La selección que ha ganado el Mundial en cuatro ocasiones no ha logrado clasificarse para las tres últimas ediciones, en lo que supone una de las caídas más sorprendentes en la historia del fútbol.
Paolo Maldini y Leonardo fueron designados para elegir al nuevo seleccionador nacional y se habían decantado por el excentrocampista de la Juventus y el Milan, Andrea Pirlo.
Sin embargo, Pirlo no obtuvo el puesto debido a sus vínculos con una polémica casa de apuestas rusa, y tanto Maldini como Leonardo presentaron su dimisión.

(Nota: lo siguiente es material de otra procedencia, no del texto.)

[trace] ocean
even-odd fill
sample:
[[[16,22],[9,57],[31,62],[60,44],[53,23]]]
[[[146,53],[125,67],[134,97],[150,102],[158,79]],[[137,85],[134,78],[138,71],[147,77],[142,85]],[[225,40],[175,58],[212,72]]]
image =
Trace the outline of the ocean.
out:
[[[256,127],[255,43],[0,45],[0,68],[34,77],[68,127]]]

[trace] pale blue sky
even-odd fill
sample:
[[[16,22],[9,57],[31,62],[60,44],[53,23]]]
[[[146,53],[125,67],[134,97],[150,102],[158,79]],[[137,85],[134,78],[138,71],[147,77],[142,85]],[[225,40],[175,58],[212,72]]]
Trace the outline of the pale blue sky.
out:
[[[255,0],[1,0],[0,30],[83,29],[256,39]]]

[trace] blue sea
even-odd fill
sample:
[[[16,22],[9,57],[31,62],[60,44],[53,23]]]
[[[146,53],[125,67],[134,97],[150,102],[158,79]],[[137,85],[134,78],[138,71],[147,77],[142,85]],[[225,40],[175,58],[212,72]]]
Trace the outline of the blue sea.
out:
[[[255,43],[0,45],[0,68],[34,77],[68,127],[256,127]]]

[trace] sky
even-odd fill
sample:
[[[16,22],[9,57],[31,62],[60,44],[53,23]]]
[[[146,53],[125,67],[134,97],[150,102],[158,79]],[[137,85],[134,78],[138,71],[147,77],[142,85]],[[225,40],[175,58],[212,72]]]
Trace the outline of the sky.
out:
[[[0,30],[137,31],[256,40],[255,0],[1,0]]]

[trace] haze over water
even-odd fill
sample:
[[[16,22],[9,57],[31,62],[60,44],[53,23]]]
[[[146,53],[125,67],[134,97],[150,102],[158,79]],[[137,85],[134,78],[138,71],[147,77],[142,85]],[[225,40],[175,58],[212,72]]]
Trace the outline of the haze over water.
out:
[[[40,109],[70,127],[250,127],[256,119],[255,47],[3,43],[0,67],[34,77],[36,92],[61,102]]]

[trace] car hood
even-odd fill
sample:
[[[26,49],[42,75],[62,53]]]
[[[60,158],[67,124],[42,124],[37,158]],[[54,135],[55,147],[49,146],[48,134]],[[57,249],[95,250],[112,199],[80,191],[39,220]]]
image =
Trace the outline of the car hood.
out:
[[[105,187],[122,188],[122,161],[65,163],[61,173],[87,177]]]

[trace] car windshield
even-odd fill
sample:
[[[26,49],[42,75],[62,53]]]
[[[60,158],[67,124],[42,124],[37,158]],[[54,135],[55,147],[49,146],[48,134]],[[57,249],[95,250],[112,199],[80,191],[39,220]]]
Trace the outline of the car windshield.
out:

Mancini, que ya dirigió a Italia entre 2018 y 2023, ha sido nombrado de nuevo y ahora tiene la mira puesta en los títulos.
"El destino me ha dado otra oportunidad gracias al presidente Malago, y estoy aquí para devolver a Italia al lugar que le corresponde", afirmó Mancini en su primera rueda de prensa.
"Quiero ganar un gran trofeo, quizá incluso dos. Y después quedarme más allá de mi contrato, si es posible".
"Independientemente de lo que pasó en la 2023, el objetivo siempre es ganar y jugar bien. Estoy convencido de que hay jugadores y que son buenos, sobre todo los jóvenes".